$40k bounty for complete read access to any customer database using the "public" networking access.
Caused by a bad regexp in the authentication mechanism acting as the first security layer, and lack of network-level inter-tenant isolation as a second layer of security.
I have been recommending clients to steer clear of anything Azure since it became obvious the platform is meant to lock in businesses to a seemingly workable system that eventually fails to force the client to pay for enterprise support.
Wasn't Wiz CEO previous job leading Microsoft Israel RnD?
After his previous cyber security startup (Adallom) was aquired by Microsoft?
Azure security stance was under his supervision [0].
Kind of ironic that his new security startup uncovers his failings at his old job...
Are current security monitoring systems - and I suppose a company like MS would be using state-of-the-art - not yet capable of detecting such anomalous behavior? A user gained root access, tried to access another internal IP address, tested multiple ports. I assume all these get logged at the kernel / hypervisor / firewall level...
There's a certain level of tech schaudenfreude when it comes to Microsoft failing. It's hard to say that Azure has more issues than AWS based on gut feel of recent white hat blog post volume.

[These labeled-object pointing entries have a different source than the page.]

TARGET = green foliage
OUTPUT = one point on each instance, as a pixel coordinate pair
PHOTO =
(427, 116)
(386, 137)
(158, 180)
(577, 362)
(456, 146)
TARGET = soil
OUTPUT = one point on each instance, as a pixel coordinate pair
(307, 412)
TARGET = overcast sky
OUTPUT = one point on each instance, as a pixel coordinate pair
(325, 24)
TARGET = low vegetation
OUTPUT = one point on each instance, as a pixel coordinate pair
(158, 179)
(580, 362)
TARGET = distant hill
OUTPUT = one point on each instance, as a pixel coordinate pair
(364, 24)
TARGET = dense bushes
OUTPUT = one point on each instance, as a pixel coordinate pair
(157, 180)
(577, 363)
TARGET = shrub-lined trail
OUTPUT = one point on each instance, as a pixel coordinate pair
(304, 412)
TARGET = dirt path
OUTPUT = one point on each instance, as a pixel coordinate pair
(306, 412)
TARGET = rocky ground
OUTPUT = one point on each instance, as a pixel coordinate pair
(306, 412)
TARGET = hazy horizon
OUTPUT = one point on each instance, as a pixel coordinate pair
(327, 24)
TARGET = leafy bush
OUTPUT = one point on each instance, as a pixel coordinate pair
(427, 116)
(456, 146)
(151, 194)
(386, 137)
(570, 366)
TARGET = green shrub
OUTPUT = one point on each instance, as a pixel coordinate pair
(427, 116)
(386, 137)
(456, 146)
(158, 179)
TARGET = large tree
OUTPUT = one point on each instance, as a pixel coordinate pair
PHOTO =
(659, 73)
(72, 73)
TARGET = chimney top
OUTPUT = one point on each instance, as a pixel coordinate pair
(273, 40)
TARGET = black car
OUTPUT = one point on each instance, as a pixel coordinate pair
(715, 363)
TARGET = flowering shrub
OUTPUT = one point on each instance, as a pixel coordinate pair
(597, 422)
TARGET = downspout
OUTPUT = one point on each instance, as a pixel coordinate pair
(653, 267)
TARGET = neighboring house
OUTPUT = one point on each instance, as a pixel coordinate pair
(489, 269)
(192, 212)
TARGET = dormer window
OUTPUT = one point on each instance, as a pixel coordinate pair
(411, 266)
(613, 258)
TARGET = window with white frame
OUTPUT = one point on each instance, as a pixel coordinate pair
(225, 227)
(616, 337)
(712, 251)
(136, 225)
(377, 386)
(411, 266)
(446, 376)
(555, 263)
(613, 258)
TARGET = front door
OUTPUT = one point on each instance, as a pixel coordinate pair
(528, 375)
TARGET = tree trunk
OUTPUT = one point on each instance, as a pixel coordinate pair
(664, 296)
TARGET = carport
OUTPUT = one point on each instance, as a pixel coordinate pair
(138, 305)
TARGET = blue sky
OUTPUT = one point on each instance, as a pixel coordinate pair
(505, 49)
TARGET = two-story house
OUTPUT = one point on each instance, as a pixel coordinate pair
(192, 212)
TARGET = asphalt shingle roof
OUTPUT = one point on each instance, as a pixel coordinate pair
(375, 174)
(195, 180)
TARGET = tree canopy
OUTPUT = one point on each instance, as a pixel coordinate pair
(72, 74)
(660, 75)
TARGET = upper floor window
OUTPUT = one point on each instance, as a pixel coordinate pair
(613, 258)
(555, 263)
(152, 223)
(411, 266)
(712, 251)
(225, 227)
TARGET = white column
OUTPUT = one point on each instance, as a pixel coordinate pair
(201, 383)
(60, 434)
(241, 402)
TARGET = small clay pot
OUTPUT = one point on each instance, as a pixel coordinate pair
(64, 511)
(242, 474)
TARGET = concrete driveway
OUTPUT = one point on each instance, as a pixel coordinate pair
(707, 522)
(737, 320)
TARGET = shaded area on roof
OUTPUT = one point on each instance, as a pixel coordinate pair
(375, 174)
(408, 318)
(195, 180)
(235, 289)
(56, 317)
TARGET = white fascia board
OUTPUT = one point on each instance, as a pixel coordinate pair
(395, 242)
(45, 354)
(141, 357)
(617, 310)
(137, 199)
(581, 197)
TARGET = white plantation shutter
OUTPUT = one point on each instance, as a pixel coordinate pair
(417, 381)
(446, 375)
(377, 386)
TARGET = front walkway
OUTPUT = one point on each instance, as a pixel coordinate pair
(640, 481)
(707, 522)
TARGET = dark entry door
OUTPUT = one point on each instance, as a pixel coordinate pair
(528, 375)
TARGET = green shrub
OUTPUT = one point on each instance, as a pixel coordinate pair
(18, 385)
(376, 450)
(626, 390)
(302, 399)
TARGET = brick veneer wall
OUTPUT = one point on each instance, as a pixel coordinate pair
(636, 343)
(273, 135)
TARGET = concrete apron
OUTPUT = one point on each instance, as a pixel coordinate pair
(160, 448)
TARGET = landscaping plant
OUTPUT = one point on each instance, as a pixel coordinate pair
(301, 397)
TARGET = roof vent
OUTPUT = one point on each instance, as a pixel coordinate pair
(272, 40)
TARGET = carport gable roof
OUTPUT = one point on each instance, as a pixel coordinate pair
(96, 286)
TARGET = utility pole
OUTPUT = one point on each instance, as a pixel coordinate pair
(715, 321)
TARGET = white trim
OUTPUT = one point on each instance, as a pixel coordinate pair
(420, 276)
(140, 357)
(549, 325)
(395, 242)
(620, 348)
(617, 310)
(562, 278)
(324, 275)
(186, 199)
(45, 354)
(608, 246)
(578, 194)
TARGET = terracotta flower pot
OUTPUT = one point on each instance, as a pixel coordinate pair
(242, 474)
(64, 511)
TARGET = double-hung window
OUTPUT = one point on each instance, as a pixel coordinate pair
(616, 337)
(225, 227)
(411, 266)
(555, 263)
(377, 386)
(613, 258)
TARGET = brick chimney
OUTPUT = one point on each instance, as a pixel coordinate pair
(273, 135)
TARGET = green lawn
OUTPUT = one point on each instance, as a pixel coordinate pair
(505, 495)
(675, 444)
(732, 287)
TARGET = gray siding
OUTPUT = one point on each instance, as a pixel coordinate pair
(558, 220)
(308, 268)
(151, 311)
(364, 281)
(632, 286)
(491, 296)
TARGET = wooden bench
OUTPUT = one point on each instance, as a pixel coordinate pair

I think AWSs very granular permissions using IAM helps. Even tho most people I talk to hate it. I quite like it. Start out with a role with no permissions and open only what’s required for your stuff to work.
I've found that AWS IAM is amazing compared to Azure AD. With AWS you can do per-workload account vending and grant account owners full "AdministratorAccess", because IAM resources are tied to the account. In Azure it's batshit crazy: almost all IAM resources - roles, groups, principals etc - are tied to the overarching AD tenant and not to the AWS Account equivilent, a subscription. In short this means that I, the owner of a subscription (broad powers), cannot add a new IAM role or associate it with a resource for user assignment. It gets worse... Azure AD limits are tenant wide leading to big orgs refusing to add IAM primatives because they might hit a service limit. And the lack of ABAC makes KeyVault almost unusable compared to AWS Secrets Manager. But hey, at least I have system assigned managed identities for SQL logins, that was kinda cool until AWS introduced IAM auth for RDS.
When Flexible Server was first announced, I’m sure I remember them stating it’ll use Private (VNet) networking by default. Seems strange they’ve changed tact there.
Either way, we migrated to Flexible Server on day one of GA purely for the performance benefits (Linux) over Single Server (Windows). While there has been some painful moments, also around High Availability, the service has been a huge leap forward.
Caused by a bad regexp in the authentication mechanism acting as the first security layer, and lack of network-level inter-tenant isolation as a second layer of security.